The oracle bone symbolizes tradition, the past, and the power of storytelling. Oracle bones connect Precious Auntie to her family after her father, the famous Bonesetter, dies. When Precious Auntie becomes LuLing’s nursemaid, she loses her identity as the daughter of a revered, famous bonesetter and healer. Furthermore, because Precious Auntie cannot claim LuLing as her daughter, she is also unable to pass down her family lineage to LuLing, who is its rightful inheritor. Precious Auntie cannot explicitly pass down her father’s wisdom to LuLing, but she can give LuLing the oracle bone to symbolize LuLing’s rightful place among the family of bonesetters.
Oracle bones also symbolize the power of storytelling and writing to preserve tradition and immortalize memory. In ancient China, diviners would inscribe questions into the surface of oracle bones for the gods to answer. Because diviners often carved their questions into the bones with a sharp tool, the writing survived the ravages of time.

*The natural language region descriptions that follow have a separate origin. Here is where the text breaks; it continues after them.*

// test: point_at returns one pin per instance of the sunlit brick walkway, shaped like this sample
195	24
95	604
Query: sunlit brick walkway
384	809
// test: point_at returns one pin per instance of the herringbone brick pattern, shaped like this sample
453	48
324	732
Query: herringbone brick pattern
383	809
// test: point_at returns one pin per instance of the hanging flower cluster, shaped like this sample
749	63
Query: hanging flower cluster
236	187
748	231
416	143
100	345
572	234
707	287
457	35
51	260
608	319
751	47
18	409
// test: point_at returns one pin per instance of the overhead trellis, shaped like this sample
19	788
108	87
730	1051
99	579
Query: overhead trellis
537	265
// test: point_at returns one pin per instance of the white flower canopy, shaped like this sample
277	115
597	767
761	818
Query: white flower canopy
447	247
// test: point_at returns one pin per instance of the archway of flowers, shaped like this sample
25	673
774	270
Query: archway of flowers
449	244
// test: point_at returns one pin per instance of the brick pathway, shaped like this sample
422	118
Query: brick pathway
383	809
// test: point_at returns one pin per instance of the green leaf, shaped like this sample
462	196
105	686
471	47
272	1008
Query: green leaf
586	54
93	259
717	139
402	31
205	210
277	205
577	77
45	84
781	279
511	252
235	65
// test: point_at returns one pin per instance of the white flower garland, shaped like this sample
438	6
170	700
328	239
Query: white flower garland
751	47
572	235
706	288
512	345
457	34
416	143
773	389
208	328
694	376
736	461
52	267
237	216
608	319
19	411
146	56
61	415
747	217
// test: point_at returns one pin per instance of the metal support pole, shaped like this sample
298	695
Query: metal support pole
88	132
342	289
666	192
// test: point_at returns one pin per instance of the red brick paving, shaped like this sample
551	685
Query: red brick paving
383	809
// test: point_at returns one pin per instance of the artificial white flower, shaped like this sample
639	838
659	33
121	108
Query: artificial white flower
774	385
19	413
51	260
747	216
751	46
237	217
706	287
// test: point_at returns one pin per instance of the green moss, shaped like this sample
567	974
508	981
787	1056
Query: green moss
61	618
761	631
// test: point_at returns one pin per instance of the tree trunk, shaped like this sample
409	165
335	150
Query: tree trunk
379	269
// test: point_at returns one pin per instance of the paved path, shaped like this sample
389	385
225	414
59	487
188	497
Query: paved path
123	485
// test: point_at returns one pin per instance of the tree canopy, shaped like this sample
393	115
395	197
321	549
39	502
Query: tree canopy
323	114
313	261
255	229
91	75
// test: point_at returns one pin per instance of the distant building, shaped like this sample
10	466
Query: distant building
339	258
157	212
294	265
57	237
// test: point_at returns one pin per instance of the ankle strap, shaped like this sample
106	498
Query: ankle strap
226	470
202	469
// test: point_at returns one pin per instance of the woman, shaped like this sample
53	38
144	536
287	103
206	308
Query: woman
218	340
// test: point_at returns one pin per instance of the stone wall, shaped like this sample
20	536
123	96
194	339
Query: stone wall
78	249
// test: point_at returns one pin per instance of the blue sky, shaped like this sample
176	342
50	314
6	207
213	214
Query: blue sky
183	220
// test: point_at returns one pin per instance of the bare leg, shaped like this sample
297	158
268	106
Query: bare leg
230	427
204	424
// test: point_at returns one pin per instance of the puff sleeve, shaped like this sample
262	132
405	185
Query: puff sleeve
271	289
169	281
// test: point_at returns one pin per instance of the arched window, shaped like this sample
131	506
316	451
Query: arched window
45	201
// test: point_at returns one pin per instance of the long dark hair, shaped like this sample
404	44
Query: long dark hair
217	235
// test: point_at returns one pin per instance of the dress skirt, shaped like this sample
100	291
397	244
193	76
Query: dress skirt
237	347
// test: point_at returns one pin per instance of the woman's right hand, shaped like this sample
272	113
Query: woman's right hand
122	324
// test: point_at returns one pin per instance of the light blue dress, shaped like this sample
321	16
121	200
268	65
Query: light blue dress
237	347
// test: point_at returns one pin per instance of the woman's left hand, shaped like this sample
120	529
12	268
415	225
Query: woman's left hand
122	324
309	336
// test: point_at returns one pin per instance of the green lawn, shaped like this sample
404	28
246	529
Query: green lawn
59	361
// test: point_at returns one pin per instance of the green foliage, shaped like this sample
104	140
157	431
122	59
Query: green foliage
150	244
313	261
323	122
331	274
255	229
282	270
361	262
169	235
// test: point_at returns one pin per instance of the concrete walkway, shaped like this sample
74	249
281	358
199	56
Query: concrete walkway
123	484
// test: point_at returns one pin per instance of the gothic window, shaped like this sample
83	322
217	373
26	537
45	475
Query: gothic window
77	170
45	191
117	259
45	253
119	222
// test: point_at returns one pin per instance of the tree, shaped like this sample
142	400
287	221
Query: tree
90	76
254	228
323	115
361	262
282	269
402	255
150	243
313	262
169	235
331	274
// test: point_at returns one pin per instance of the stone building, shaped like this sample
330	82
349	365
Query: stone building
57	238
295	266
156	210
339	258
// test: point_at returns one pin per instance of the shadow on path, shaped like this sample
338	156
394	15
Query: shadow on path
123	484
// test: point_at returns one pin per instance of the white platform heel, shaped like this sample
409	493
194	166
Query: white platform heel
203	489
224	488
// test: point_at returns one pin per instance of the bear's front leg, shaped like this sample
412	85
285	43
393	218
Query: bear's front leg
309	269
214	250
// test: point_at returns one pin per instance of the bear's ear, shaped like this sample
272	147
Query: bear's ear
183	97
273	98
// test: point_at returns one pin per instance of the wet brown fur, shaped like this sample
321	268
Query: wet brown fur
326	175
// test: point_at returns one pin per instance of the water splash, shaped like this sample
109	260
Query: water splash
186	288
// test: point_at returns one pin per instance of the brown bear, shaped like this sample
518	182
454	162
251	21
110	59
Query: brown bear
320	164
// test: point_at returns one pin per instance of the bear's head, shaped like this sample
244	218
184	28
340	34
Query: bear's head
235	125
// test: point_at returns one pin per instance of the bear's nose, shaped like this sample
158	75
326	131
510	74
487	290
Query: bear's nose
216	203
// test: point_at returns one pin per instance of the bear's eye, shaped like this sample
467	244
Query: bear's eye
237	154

The written language on the oracle bones shows how documenting history in writing can transmit messages across time and immortalize the past. After all, it is through writing that Precious Auntie shares her life story with LuLing—it’s also through writing that LuLing later passes down her life story to Ruth. The novel ends as Ruth sits in her office and prepares to begin her own written contribution toward documenting her family’s heritage.

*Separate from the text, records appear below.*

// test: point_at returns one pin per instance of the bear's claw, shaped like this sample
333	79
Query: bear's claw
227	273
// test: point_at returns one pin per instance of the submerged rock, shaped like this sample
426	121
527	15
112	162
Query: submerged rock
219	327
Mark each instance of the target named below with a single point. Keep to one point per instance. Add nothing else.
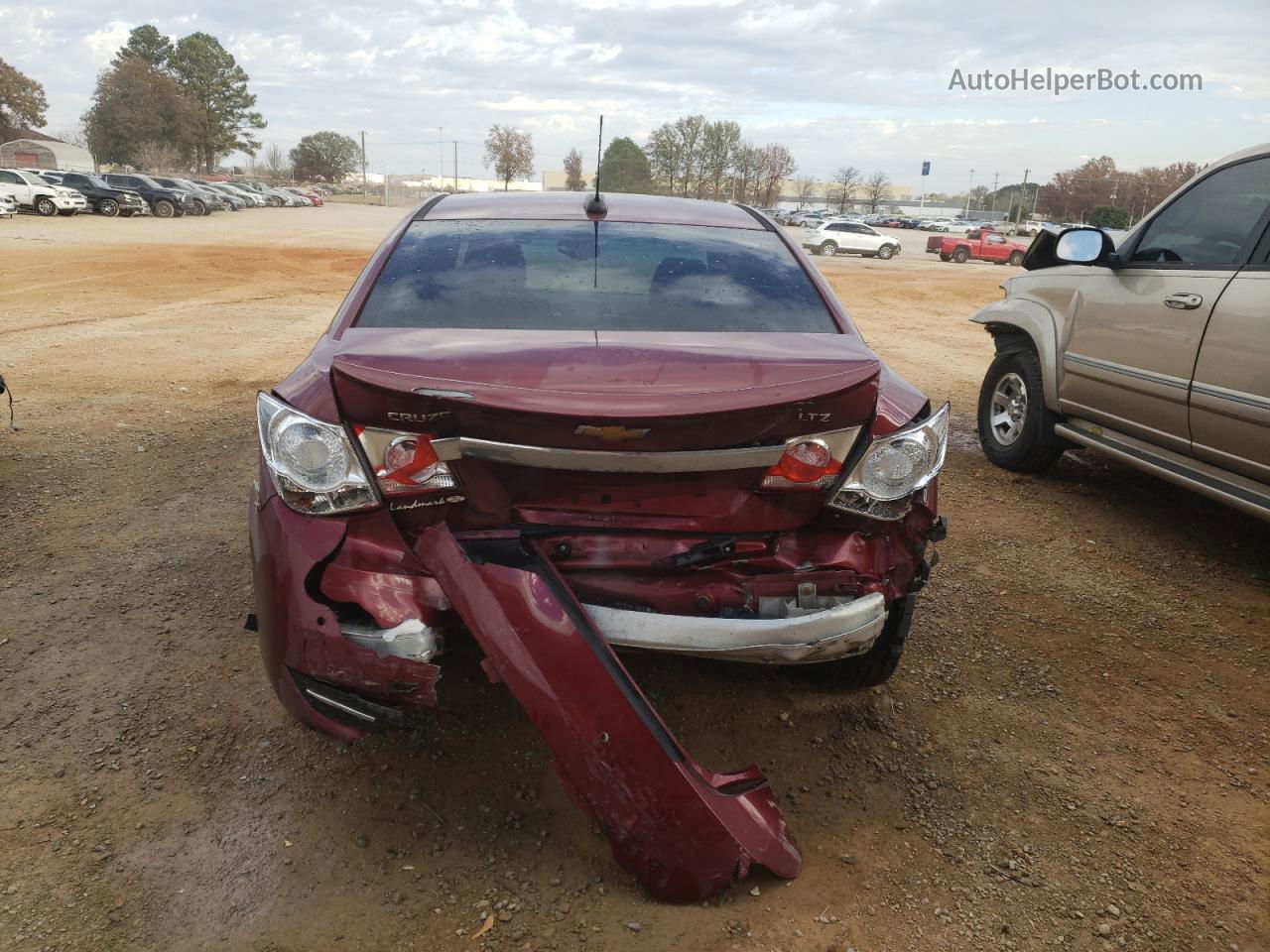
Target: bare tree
(876, 189)
(572, 179)
(804, 186)
(275, 164)
(778, 167)
(157, 157)
(846, 182)
(511, 153)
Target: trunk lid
(617, 393)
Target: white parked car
(849, 238)
(32, 191)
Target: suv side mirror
(1084, 246)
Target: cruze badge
(612, 434)
(416, 417)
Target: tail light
(405, 462)
(807, 463)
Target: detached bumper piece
(841, 631)
(684, 830)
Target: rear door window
(593, 276)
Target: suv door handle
(1184, 302)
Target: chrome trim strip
(1228, 493)
(1238, 397)
(1179, 382)
(449, 448)
(339, 706)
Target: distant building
(40, 151)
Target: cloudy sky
(839, 82)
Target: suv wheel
(1016, 429)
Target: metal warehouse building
(45, 153)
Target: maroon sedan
(559, 428)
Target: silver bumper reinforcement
(841, 631)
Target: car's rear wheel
(1016, 429)
(873, 666)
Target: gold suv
(1155, 352)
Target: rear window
(593, 276)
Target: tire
(875, 665)
(1016, 429)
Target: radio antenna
(595, 204)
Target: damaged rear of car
(562, 430)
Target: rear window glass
(593, 276)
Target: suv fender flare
(1017, 321)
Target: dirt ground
(1074, 756)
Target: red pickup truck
(984, 244)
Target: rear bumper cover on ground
(686, 832)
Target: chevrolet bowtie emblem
(611, 434)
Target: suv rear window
(593, 276)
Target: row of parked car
(117, 194)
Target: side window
(1211, 222)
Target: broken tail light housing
(807, 463)
(314, 465)
(894, 467)
(405, 463)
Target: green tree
(511, 153)
(216, 86)
(572, 179)
(22, 102)
(1106, 216)
(135, 104)
(148, 44)
(324, 157)
(625, 168)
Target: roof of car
(571, 206)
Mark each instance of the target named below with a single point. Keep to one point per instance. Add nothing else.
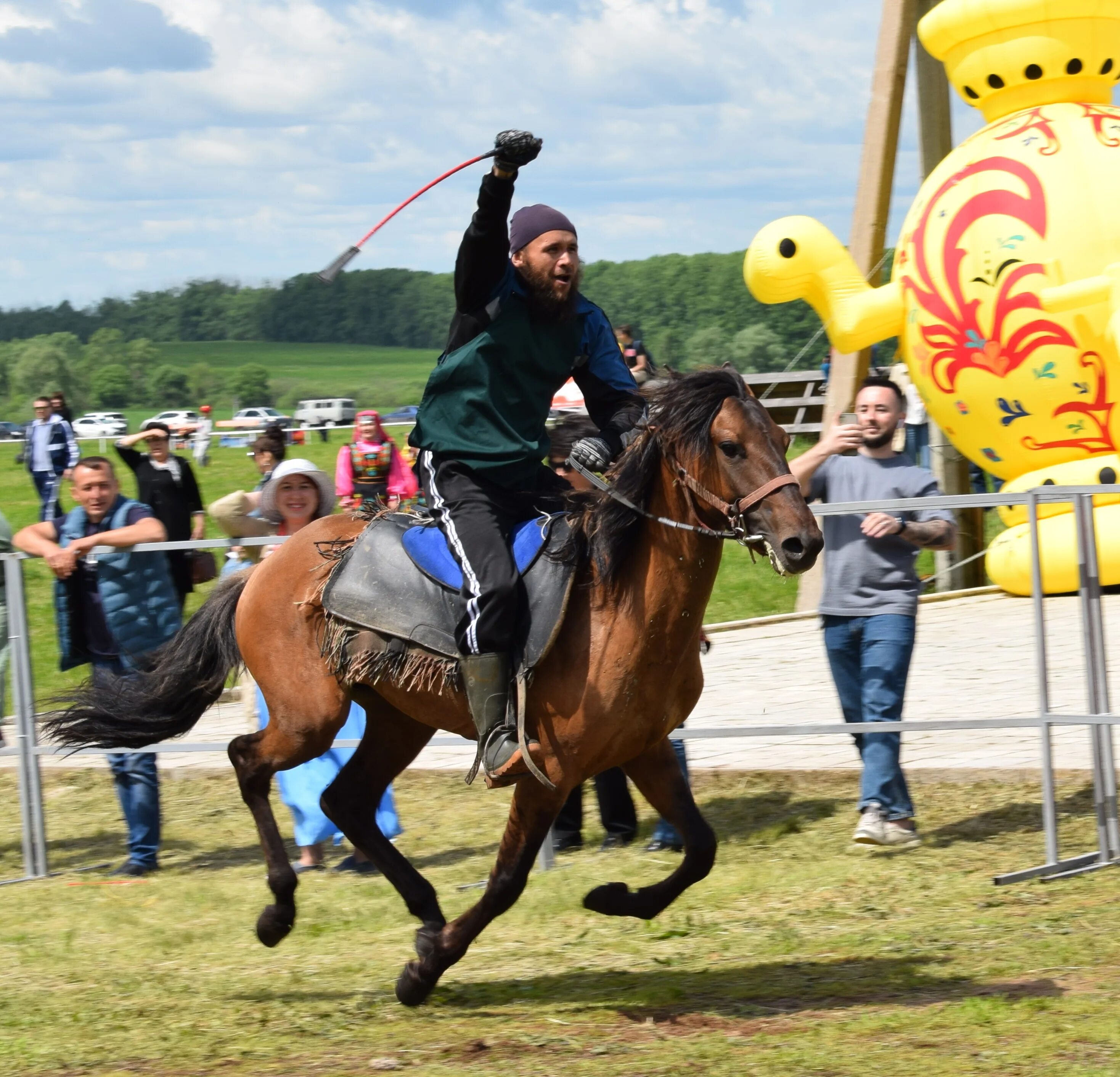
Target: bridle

However, bones also carry negative connotations. Precious Auntie believes the bones her family has removed from the Monkey’s Jaw cave belong to their ancestor, who has placed a curse on the family as revenge for disturbing his grave. After Precious Auntie’s suicide, Mother orders for the body to be thrown into the quarry behind the Liu compound. A central part of LuLing’s guilt over Precious Auntie’s death—and the reason Precious Auntie has cursed LuLing—is that she failed to retrieve the bones and honor Precious Auntie with a proper burial. So, while the oracle bone symbolizes the rich cultural lineage that Precious Auntie passes down to LuLing, bones in general also reflect how inherited curses, traumas, and anxieties from the past that can continue to haunt people.
Bones Quotes in The Bonesetter’s Daughter
“I hope you will still forgive me. Please know that my life has been miserable ever since you left me. That is why I ask you to take my life, but to spare my daughter if the curse cannot be changed. I know her recent accident was a warning.”
I searched for her until dusk. By then, my eyes were swollen with dust and tears. I never found her. And as I climbed back up, I was a girl who had lost part of herself in the End of the World.
She understood more clearly why her mother had always wanted to find Precious Auntie’s bones and bury them in the proper place. She wanted to walk through the End of the World and make amends. She wanted to tell her mother, “I’m sorry and I forgive you, too.”
Ruth began to cry. Her grandmother had a name. Gu Liu Xin. She had existed. She still existed. Precious Auntie belonged to a family. LuLing belonged to that same family, and Ruth belonged to them both. The family name had been there all along, like a bone stuck in the crevices of a gorge. LuLing had divined it while looking at an oracle in the museum. And the given name had flashed before her as well for the briefest of moments, a shooting star that entered the earth’s atmosphere, etching itself indelibly in Ruth’s mind.